One of the most nefarious consequences of the pandemic is the rise of gender-based violence (GBV). There has been a dramatic increase in reported cases of GBV and the number of calls to dedicated hotlines (60 to 770 per cent increase in different countries), while the provision of GBV services has regretfully been curtailed. UN Women estimates that globally in the past 12 months, 243 million women and girls aged 15–49 years were subjected to sexual and/or physical violence perpetrated by an intimate partner, while older women were also experiencing violence. Projections indicate that for every 3 months the lockdown measures continue, an additional 15 million cases of gender-based violence globally are expected.
GBV response services are facing major hurdles in their ability to reach survivors due to mobility restrictions and inadequate resources. The GBV response and funding allocation throughout the COVID pandemic have not been at the scale of the need. Across 40 reporting countries in the GHRP, 16 have reported significant interruptions in GBV services. While humanitarian actors have recognised the magnitude of the problem and advocated for greater priority to be given to awareness-raising and services for GBV survivors, long-standing neglect of the issue and insufficient resourcing continue to limit the ability of responders to prevent and mitigate the problem.
COVID-19 will heighten pre-existing risks of GBV due to increased exposure to abusers at home, mobility restrictions, and heightened household tensions from health and economic shocks.
Recognizing GBV response as an essential protection activity and service in the COVID-19 national response plans is required to facilitate the movement of GBV service providers. GBV messaging also needs to be mainstreamed in key entry points such as hospitals and drugstores, especially during lockdown situations, and GBV risk mitigation needs to be integrated in the response implemented in other sectors and continue to adapt service provision to remote modalities. An immediate and substantial increase in the funding available to address issues of GBV is indispensable.
As at end June, funding requirements for GBV in 16 countries with humanitarian response plans amounted to $487 million (including COVID-19 related-responses), of which only $34 million (7 per cent) were funded, leaving a gap of $453 million.
The continuity of other essential health services is also being interrupted. Facilities are overwhelmed with pandemic response, healthcare staff lack necessary personal protective equipment, and people cannot access services or may fear contagion. Across 26 countries that reported, 20 had facilities that showed a significant disruption in provision of maternal health care, with direct impacts on maternal and neonatal mortality and morbidity.

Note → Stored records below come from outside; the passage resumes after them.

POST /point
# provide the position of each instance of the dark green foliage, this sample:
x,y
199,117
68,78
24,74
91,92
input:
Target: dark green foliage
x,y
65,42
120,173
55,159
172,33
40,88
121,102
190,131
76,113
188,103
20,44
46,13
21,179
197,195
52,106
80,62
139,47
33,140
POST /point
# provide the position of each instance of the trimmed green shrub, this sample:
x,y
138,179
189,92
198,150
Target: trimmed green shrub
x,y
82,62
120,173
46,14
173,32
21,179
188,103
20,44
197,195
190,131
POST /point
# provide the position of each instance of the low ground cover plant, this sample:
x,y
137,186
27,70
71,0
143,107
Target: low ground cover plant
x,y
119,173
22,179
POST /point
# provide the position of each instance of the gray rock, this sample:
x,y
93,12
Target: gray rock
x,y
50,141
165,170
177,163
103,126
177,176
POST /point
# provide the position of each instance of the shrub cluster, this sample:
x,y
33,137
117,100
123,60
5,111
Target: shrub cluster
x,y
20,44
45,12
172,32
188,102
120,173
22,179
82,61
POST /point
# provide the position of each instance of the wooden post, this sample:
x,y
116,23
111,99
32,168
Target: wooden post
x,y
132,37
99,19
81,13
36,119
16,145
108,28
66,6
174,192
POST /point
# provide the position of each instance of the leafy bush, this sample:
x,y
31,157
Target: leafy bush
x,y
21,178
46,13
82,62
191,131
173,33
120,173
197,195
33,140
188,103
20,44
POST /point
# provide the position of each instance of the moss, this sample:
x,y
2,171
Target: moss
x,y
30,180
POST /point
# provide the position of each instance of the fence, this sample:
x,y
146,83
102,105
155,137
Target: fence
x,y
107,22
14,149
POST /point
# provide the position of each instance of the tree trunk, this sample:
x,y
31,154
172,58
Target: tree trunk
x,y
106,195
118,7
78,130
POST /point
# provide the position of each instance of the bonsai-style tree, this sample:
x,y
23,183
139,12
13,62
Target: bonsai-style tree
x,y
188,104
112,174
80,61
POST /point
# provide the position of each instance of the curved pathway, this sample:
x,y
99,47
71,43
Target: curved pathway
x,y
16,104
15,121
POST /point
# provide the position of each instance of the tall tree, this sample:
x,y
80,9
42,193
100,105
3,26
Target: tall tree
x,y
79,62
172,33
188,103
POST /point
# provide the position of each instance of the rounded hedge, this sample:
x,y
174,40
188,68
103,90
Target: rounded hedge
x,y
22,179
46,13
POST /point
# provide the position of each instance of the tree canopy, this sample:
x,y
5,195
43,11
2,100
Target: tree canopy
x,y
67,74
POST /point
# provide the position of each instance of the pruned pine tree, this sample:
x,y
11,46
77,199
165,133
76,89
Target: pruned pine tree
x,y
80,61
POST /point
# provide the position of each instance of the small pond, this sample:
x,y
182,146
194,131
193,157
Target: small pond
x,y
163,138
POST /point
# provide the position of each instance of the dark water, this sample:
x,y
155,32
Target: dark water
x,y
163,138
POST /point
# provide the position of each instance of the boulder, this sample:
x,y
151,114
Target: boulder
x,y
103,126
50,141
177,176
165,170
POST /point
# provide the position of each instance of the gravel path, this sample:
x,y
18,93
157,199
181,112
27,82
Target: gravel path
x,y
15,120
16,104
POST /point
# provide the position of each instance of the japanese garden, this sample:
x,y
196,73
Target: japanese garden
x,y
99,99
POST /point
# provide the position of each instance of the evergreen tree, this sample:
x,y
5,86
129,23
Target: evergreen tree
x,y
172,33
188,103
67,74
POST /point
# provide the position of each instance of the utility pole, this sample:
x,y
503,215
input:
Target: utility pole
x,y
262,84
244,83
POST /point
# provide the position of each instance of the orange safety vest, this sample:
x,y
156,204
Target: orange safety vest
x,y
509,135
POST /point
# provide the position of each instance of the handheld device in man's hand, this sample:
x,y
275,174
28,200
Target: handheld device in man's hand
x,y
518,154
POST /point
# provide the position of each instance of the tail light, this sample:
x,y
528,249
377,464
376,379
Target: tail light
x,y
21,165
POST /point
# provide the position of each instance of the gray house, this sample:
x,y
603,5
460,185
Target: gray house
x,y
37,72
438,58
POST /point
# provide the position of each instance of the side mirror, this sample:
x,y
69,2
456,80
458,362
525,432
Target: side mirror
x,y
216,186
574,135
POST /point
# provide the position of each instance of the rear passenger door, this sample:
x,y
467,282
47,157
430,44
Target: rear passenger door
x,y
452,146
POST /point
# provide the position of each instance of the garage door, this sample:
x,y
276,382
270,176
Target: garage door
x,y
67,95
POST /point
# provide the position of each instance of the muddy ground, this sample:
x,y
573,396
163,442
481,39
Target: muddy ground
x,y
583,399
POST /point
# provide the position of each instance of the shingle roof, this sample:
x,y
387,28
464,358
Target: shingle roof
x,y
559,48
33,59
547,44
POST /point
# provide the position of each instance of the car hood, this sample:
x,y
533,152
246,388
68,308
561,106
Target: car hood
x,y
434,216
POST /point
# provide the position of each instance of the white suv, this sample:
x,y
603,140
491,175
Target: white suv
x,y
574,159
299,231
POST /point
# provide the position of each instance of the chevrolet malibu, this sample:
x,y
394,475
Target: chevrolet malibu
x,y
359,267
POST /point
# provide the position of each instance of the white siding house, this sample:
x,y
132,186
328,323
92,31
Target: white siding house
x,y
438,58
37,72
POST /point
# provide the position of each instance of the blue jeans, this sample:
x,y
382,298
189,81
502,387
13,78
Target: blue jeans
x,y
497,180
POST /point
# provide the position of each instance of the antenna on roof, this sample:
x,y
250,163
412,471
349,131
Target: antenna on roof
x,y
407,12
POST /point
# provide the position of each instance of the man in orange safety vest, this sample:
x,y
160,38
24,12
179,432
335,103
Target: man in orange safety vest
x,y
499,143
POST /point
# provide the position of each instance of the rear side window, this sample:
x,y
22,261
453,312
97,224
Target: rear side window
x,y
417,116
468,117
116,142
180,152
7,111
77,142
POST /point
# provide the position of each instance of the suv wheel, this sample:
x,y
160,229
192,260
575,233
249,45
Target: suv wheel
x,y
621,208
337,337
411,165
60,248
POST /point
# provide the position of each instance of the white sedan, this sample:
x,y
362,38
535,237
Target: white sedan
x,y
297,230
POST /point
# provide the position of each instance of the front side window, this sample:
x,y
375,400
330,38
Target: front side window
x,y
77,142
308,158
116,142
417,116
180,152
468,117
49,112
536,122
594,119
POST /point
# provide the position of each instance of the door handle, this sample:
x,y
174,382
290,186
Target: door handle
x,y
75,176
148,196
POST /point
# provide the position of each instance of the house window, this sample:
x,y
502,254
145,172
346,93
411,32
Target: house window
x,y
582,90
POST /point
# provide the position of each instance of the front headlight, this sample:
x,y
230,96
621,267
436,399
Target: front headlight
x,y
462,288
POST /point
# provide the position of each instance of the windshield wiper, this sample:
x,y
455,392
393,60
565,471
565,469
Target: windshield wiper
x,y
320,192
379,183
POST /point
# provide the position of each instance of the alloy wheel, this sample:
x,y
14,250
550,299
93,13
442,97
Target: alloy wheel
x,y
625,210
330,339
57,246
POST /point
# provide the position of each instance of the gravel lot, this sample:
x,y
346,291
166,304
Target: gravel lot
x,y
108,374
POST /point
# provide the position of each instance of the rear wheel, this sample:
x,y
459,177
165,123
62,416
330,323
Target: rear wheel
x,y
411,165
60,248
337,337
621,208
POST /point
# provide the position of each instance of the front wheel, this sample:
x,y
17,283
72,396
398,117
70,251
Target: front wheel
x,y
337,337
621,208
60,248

Several other especially vulnerable population groups hit hard with the effects of the pandemic are confronted with violence and abuse, such as older people, LGBTI people, persons with disabilities, children and adolescents, particularly girls, as a result of prolonged lockdowns, harsh implementation of emergency measures by authorities, or being associated with COVID-19. Their access to preventative measures and treatment for COVID-19 is more difficult, as well as for other essential health services they may require.
Mental health and psychosocial support services are more than ever required for these and other vulnerable groups who are discriminated against or losing their livelihoods. These services are often grossly insufficient and tend to be under-resourced. Integration of MHPSS in all sectors improves quality of humanitarian programming, enhances the coping of people with any crisis, speeds up the recovery and rebuilding of communities, and contributes to saving lives, improving wellbeing and reducing suffering.